Scientists of Lithuanian Sports University (LSU) have been conducting research for many years to find out the importance of nutritional features for skeletal muscle mass and contractile strength. The data obtained were presented in the article “Effects of ten-week 30 % caloric restriction on metabolic health and skeletal muscles of adult and old C57BL/6 J mice“, published in journal “Mechanisms of Ageing and Development“ (impact factor – 4.304).
The research aimed at investigating the effects of caloric restriction on skeletal muscle in adults and the elderly. The experiments on humans are complicated by human genetic differences, the diversity of living conditions and eating habits, and the inaccuracies that result from estimating the caloric intake.
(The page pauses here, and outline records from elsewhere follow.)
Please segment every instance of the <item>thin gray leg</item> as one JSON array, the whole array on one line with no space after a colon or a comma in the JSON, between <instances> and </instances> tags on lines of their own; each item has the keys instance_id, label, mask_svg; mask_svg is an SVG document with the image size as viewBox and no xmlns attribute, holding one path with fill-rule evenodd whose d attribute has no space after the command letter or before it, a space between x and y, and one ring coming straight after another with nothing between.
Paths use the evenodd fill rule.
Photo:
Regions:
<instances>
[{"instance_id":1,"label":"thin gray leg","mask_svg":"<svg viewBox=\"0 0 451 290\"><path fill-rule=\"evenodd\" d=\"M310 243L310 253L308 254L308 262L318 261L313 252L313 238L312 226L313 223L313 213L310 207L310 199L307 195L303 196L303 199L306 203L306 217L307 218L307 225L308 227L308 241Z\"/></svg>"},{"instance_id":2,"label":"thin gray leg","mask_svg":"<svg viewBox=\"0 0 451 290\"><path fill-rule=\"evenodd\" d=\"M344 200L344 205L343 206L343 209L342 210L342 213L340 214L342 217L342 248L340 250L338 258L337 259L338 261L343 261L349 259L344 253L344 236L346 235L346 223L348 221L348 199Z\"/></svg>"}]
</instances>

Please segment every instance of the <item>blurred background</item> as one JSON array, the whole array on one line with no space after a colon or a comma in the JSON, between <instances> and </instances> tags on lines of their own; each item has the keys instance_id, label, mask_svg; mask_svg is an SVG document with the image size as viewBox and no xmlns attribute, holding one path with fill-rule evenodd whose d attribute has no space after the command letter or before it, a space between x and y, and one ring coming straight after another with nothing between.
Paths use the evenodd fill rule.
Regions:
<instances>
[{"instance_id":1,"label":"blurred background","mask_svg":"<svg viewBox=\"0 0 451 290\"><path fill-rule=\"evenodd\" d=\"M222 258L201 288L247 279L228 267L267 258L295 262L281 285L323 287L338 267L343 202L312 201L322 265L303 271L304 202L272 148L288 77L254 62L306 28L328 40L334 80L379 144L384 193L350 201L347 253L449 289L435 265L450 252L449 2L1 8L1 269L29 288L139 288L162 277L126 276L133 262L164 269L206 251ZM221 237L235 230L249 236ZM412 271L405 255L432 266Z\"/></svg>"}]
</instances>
Therefore, the scientists chose the C57BL / 6 J mice, often used to study the metabolic features of humans. Mice aged 6 and 24 months, corresponding to the human ages of 30 and 70, were selected for the research.
“The study revealed that with a 30 percent reduction in feed intake, adult and old mice lost 20 to 40 percent of their body mass and significantly improved their glucose metabolism. However, there was a decrease in skeletal muscle mass and contractile strength, which can have negative effects in old age, when muscle mass decreases,” says LSU scientist Prof. Aivaras Ratkevičius.
The study reveals a reduction in muscle mass, important for physical activity in mice, from 17 to 20 percent. The mass of other muscles, which are activated less frequently, changed even more – from 27 to 34 percent. Caloric restriction increased the amount of slow-twitch muscle fibers, which was reflected in slower muscle contractions.
The results of the research indicate that caloric restriction improves metabolic health but reduces skeletal muscle mass and strength. It is advisable to combine caloric restriction with exercise to reduce the negative effects on skeletal muscle. This is especially important in old age.
The research was conducted by LSU junior researcher Mindaugas Kvedaras, Dr. Petras Minderis, PhD student Raulas Krušnauskas and Prof. Aivaras Ratkevičius.